Intended to save £13bn, his plan does not mean we must all forget the joys of retirement.

According to the Government Actuary’s Department, a man reaching 66 in 2016 can expect to live a further 18.9 years, while a woman could expect another 20.9 years of life. Both retirements will be much longer than those enjoyed by previous generations.

How should older workers cope with Mr Osborne’s plan?

“If we assume people still stop work at 65, a 58-year-old today set to retire in 2016 needs to save an additional £55 per month for the next seven years to produce a lump sum which covers the lost year’s basic state pension which he might not get until 2017,” says McPhail.

“A 49-year-old needs to save an additional £23 per month for the next 16 years to ensure he can stop work at 65.”

But these measures hardly solve the so-called pensions crisis.

On a basic state pension of £95.25 a week, rising with the Retail Price Index, millions face their later years on fairly low incomes.

The irony is that some with no savings, and thus eligible for pension credit, may be better off than those who saved.

Entitlement to pension credit, introduced by Gordon Brown in 2003, is affected by any savings over £6,000. An application form, with notes, running to 63 pages, might explain why two million pensioners who might qualify never bother to apply.

“Those who have not bothered to save and do not keep working may be paid more by the State than those who have paid contributions for decades,” says Mr Altmann.

Paul Goodwin, head of pensions at Aviva, the UK’s largest insurer, urges major changes to the pension system as the only way to restore “confidence and trust” in it.

The average payment into an Aviva pension is £220 per month, plus the employer’s contribution, in many cases.

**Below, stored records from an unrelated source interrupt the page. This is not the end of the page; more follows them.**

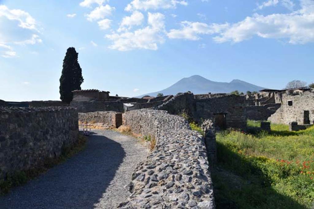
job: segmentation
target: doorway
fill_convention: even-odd
[[[303,124],[310,124],[311,123],[310,122],[310,111],[308,110],[305,111],[304,115]]]
[[[227,121],[226,115],[227,114],[221,113],[215,114],[215,123],[216,125],[219,127],[220,130],[225,130],[227,129]]]

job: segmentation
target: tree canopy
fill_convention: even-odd
[[[74,47],[70,47],[63,60],[59,92],[60,99],[64,102],[68,103],[72,101],[72,91],[81,90],[81,85],[84,81],[82,69],[78,61],[78,55]]]
[[[299,80],[293,80],[289,82],[286,86],[286,88],[293,89],[304,87],[306,85],[306,82]]]

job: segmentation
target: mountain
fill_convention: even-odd
[[[210,81],[200,76],[195,75],[182,78],[163,90],[145,94],[138,97],[145,95],[155,97],[159,93],[162,93],[164,95],[175,95],[179,92],[188,91],[194,94],[208,94],[209,92],[212,93],[228,93],[236,90],[245,93],[248,91],[254,91],[265,88],[241,80],[234,80],[230,83],[217,82]]]

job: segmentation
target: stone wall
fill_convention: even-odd
[[[113,111],[123,112],[123,103],[120,102],[71,102],[70,106],[77,109],[79,112],[98,111]]]
[[[123,114],[132,131],[156,139],[133,174],[125,208],[215,208],[204,139],[181,117],[143,109]],[[196,207],[196,206],[197,207]]]
[[[29,102],[30,107],[68,107],[69,104],[61,101],[32,101]]]
[[[122,114],[112,111],[80,112],[78,121],[82,123],[107,123],[118,128],[122,124]]]
[[[281,96],[281,107],[268,118],[268,120],[274,123],[289,124],[295,122],[299,125],[304,125],[304,112],[308,111],[309,124],[313,124],[314,93],[306,91],[301,94],[285,93]]]
[[[60,156],[78,140],[78,121],[73,108],[0,107],[0,179]]]
[[[235,95],[197,100],[194,118],[199,122],[202,120],[214,119],[217,114],[225,114],[227,128],[245,131],[247,119],[246,101],[245,97]]]
[[[266,121],[280,107],[280,104],[267,104],[263,106],[245,107],[247,119],[255,121]]]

But the average pension pot at retirement – only £30,000 to £40,000 – means annual income of only £2,000 to £2,500, About 47 per cent of pensioners say, in the first year of retirement, that they wished they had put more into their pension pot, says Mr Goodwin.

But by then it is too late.

Mr Goodwin says that many people can’t see the point of a pension when it is more than 40 years away.

So Aviva wants employers to provide shorter–term workplace savings schemes for under-25s as an alternative to pensions, possibly Individual Savings Accounts to provide tax breaks.

Mr Goodwin also believes savers should have the power to withdraw part of the pension earlier in their lives, if they face hardship or want to give money to children to avoid huge student debts.

“It can be difficult to explain to people that they cannot access £30,000 in a pension fund to escape trouble,” he says.

Aviva urges the abolition of pension credit, to give everybody a flat £130 per week instead.

And it suggests scrapping higher-rate tax relief on pension savings by higher earners, to encourage the majority (85 per cent) who are basic rate taxpayers, who might see 14 per cent added to the value of their fund at retirement.

Mr Goodwin says our pension system was built for another age.

“People try to save in a pension system with rigid rules geared to doing two or three jobs through an entire lifetime.

Now jobs typically last four or five years, before career breaks or maternity leave.”

For today’s 20 to 50-yearolds, the future of pensions is horribly uncertain. For too many, the old system no longer delivers.

Mr McPhail says it is vital to start saving as early as possible – the difference between starting a pension at 20 and 25 could mean an extra 28 per cent of income at age 68.

The fact is that pensions are attractive only to those who can build sizeable, six-figure pots.

For many on lower incomes, the attractions are less obvious, which may be why Aviva wants a radical rethink.